Most symptoms are caused by the accumulation of menstrual blood after puberty and so rarely occur before puberty. Periodic discomfort and pain of lower abdomen and pelvis are the most commonly observed symptoms, and these increase during defecation [1,2]. The diagnosis can be made by symptoms and physical findings including a mass in the upper part of the pubic bone or a soft and rounded mass protruding because of the tension of the vulva on the pelvic examination. After punctation, the fluid was drained and the mass disappeared [9,10]. This case can be diagnosed by a protruding mass in the hymen and a hydrometra in the computed tomography photograph.

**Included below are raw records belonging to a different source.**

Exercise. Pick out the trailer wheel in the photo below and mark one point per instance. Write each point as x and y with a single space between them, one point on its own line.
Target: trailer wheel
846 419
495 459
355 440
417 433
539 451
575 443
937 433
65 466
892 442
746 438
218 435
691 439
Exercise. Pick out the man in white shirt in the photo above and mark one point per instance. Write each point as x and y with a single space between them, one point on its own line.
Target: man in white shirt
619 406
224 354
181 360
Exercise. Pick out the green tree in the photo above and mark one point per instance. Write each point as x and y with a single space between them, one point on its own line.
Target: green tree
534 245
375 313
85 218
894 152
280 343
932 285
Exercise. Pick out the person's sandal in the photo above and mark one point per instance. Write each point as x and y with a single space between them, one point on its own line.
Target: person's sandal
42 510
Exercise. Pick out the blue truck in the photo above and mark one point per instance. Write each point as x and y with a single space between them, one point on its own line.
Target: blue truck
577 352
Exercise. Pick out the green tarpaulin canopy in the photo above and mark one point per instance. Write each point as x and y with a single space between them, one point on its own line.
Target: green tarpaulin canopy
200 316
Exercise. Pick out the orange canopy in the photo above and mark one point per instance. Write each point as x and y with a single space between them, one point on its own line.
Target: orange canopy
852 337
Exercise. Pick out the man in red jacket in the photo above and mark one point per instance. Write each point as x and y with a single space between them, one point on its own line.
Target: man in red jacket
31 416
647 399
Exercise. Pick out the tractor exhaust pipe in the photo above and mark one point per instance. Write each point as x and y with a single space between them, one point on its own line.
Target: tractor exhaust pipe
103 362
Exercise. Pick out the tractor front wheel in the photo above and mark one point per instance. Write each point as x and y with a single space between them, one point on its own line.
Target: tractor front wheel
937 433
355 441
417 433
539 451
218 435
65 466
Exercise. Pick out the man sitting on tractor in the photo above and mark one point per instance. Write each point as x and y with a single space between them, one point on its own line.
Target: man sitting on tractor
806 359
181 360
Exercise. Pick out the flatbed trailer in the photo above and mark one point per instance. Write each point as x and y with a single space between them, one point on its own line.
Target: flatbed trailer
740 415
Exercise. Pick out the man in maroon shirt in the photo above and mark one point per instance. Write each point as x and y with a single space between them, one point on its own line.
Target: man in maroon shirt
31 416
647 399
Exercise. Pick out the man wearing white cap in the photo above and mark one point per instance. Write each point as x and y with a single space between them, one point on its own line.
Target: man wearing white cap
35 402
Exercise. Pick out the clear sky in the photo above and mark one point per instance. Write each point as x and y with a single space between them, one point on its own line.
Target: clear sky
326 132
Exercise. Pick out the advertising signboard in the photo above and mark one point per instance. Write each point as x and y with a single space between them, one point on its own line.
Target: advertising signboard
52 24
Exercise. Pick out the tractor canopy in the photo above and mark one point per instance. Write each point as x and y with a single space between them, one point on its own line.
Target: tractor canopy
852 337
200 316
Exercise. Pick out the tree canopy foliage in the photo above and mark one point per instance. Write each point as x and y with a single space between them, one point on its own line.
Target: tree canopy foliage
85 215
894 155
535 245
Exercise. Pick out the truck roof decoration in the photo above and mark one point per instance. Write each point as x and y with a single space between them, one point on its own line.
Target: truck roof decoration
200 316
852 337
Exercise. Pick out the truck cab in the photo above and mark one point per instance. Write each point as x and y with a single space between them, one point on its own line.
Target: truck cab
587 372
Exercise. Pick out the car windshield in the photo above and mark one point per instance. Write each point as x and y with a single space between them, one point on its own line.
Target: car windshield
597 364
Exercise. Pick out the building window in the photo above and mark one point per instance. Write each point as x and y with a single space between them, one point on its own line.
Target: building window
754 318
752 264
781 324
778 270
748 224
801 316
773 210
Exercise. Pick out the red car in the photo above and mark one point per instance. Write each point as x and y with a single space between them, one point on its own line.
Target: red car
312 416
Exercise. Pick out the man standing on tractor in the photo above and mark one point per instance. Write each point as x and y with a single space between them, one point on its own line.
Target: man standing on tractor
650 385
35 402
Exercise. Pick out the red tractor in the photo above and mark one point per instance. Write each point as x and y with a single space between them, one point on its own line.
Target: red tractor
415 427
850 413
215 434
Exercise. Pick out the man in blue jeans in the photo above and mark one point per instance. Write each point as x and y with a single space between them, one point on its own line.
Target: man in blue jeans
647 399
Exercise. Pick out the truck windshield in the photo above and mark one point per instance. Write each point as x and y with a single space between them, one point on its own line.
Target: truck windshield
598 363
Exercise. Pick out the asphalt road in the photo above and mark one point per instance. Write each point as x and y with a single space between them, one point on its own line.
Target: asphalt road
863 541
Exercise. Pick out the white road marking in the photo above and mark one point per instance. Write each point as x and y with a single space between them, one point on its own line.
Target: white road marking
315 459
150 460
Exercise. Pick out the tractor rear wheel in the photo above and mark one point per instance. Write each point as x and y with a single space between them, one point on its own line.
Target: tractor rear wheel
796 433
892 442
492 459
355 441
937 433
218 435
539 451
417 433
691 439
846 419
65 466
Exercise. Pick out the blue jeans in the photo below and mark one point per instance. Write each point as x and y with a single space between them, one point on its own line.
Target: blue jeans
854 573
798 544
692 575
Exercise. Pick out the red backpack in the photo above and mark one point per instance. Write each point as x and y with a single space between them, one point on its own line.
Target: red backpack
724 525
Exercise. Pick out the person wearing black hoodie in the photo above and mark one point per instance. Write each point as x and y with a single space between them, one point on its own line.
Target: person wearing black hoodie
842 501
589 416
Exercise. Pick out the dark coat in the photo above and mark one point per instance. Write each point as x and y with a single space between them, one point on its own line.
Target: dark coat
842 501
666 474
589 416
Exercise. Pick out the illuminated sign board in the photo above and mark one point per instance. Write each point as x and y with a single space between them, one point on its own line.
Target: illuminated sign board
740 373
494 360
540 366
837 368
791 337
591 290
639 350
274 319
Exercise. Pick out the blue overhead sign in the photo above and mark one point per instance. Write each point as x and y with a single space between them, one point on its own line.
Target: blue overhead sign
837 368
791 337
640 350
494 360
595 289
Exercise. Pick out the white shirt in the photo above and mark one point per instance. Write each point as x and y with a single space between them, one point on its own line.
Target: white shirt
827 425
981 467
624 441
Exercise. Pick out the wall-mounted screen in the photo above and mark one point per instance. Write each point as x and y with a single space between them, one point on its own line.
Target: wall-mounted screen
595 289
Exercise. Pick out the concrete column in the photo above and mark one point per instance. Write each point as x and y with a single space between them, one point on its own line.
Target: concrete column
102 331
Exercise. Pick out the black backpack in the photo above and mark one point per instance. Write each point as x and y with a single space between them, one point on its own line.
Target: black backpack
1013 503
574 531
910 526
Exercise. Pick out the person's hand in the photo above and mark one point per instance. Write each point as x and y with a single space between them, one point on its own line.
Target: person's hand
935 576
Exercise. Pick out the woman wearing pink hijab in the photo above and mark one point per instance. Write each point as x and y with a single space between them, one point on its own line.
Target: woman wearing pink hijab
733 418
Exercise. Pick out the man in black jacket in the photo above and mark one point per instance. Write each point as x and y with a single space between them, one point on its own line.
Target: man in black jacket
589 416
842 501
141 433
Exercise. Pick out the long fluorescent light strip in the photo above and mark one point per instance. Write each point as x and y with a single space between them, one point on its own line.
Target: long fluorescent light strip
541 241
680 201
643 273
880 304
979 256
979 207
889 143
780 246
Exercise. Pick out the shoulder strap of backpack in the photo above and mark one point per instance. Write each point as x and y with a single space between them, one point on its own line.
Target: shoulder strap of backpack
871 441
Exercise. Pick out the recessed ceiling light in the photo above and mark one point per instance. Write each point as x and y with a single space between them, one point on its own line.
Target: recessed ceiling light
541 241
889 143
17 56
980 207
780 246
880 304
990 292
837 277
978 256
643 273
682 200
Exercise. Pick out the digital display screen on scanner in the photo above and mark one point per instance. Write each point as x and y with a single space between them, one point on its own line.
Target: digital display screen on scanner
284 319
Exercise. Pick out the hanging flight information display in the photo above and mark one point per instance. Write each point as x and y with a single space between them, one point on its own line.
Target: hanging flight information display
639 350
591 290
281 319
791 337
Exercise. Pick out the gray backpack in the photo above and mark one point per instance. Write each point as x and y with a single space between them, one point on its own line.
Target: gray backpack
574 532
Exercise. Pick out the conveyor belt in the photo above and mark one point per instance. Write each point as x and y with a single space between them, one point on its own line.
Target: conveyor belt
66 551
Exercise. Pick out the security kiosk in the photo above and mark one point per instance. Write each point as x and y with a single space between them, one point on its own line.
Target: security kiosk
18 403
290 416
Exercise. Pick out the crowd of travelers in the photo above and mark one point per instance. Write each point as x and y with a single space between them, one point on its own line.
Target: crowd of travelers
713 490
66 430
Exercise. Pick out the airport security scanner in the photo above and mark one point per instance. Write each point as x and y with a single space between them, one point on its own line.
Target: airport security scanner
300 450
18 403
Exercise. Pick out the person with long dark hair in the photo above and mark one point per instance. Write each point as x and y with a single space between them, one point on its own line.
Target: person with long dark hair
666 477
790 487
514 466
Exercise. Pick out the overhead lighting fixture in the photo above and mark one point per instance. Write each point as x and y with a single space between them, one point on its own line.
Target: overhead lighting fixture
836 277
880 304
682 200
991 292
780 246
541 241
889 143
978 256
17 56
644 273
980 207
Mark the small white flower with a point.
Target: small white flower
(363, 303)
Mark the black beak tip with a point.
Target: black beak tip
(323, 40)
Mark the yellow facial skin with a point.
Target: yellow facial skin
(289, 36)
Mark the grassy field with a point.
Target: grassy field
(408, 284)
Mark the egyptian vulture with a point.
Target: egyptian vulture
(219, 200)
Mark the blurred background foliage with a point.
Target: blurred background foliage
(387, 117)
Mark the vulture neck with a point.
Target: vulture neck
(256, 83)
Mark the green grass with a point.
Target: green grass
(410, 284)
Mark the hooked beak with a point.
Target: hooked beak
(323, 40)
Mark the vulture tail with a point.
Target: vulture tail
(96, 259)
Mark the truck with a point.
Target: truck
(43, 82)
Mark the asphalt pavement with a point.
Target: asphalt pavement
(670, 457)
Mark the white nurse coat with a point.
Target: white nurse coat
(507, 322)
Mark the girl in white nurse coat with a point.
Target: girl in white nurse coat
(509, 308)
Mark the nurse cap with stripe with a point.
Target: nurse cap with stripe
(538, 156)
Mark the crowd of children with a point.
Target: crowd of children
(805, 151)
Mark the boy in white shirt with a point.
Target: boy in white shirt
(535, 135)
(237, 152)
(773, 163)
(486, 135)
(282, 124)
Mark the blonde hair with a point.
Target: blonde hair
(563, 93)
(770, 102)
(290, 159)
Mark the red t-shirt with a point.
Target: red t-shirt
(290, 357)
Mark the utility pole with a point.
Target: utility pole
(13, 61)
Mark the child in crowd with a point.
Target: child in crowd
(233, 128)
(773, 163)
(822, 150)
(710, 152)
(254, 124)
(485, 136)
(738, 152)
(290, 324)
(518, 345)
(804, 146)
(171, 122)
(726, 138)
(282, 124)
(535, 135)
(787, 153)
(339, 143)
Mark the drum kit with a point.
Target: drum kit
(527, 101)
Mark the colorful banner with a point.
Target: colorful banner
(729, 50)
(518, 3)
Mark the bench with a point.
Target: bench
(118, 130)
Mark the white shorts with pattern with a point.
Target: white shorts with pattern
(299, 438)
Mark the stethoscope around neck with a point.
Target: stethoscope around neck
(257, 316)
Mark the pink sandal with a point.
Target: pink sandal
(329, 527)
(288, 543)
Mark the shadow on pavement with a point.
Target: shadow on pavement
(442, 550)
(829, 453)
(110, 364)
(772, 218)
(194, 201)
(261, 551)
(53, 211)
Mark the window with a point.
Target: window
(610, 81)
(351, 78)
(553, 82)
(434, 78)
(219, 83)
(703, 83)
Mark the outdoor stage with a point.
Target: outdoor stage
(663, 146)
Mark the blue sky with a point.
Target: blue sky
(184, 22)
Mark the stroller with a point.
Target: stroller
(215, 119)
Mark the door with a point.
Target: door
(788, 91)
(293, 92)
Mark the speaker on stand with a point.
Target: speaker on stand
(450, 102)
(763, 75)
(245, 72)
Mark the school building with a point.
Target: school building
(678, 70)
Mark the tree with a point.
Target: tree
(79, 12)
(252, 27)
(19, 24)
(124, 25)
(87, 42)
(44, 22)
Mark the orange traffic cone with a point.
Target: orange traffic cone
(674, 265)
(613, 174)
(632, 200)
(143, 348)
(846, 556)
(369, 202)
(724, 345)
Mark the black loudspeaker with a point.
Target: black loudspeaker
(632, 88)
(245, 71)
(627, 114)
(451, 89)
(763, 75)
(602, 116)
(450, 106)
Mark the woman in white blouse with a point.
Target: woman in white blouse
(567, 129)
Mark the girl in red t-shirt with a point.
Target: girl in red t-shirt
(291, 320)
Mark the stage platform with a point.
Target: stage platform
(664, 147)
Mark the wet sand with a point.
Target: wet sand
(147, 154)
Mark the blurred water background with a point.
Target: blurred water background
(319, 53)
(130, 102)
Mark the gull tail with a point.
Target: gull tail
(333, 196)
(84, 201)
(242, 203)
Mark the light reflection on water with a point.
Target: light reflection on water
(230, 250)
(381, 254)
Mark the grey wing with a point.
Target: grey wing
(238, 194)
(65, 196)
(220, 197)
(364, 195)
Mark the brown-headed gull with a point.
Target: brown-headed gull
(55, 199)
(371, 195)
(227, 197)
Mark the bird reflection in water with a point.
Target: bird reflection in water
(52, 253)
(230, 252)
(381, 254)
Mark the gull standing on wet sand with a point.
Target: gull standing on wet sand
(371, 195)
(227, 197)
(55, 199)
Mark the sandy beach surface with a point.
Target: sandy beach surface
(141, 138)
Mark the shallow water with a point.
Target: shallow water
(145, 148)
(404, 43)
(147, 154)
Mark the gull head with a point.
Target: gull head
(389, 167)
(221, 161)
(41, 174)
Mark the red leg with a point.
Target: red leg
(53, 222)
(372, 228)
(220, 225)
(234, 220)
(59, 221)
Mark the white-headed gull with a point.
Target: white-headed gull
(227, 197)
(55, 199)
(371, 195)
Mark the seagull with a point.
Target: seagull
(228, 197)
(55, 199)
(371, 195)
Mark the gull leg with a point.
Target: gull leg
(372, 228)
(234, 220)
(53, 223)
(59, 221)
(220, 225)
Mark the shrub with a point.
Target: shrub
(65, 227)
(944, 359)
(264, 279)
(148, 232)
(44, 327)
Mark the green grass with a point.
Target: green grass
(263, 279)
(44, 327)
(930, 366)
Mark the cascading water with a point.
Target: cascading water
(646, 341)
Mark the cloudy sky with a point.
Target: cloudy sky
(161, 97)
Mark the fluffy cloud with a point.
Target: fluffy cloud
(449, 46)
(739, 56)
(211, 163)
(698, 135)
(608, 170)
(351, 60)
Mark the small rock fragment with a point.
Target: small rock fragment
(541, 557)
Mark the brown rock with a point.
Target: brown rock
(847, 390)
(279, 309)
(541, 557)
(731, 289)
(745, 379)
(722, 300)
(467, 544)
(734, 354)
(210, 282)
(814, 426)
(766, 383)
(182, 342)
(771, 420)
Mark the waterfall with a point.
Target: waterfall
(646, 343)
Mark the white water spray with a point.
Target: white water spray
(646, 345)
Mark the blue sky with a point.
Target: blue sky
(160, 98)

The differential diagnosis is uncommonly an ovarian, enteric duplication, mesenteric, choledochal, adrenal, urachal, or splenic cyst, meconium pseudocyst, cystic renal masses, anterior sacral meningocele, inter-abdominal cystic variety of sacrococcygeal teratoma, and chylous ascites [3].
Before puberty, the treatment of imperforate hymen is done with a crescent-shaped incision or a simple incision at 2, 4, 8, and 10 o’clock. After puberty, a simple cross-incision is made after the puncture. Antibiotics are needed before and after surgery [11–13]. In this case, after puberty, a simple cross-cut was made after puncture, and antibiotics were used before and after the operation.
For simple vaginal hematoma the prognosis is good, and the function of the reproductive tract returns quickly. The vagina, uterus, and fallopian tubes have great powers of regeneration despite dilatation. Bilateral changes of the salpinx develop infertility [14].
Our case was easily diagnosed in obstetrics and gynecology, but it is not easy to diagnose in urology. Especially, if the urologists concentrate on the urination only, they may miss it. When girls without menstruation cannot urinate, the vaginal exam can help.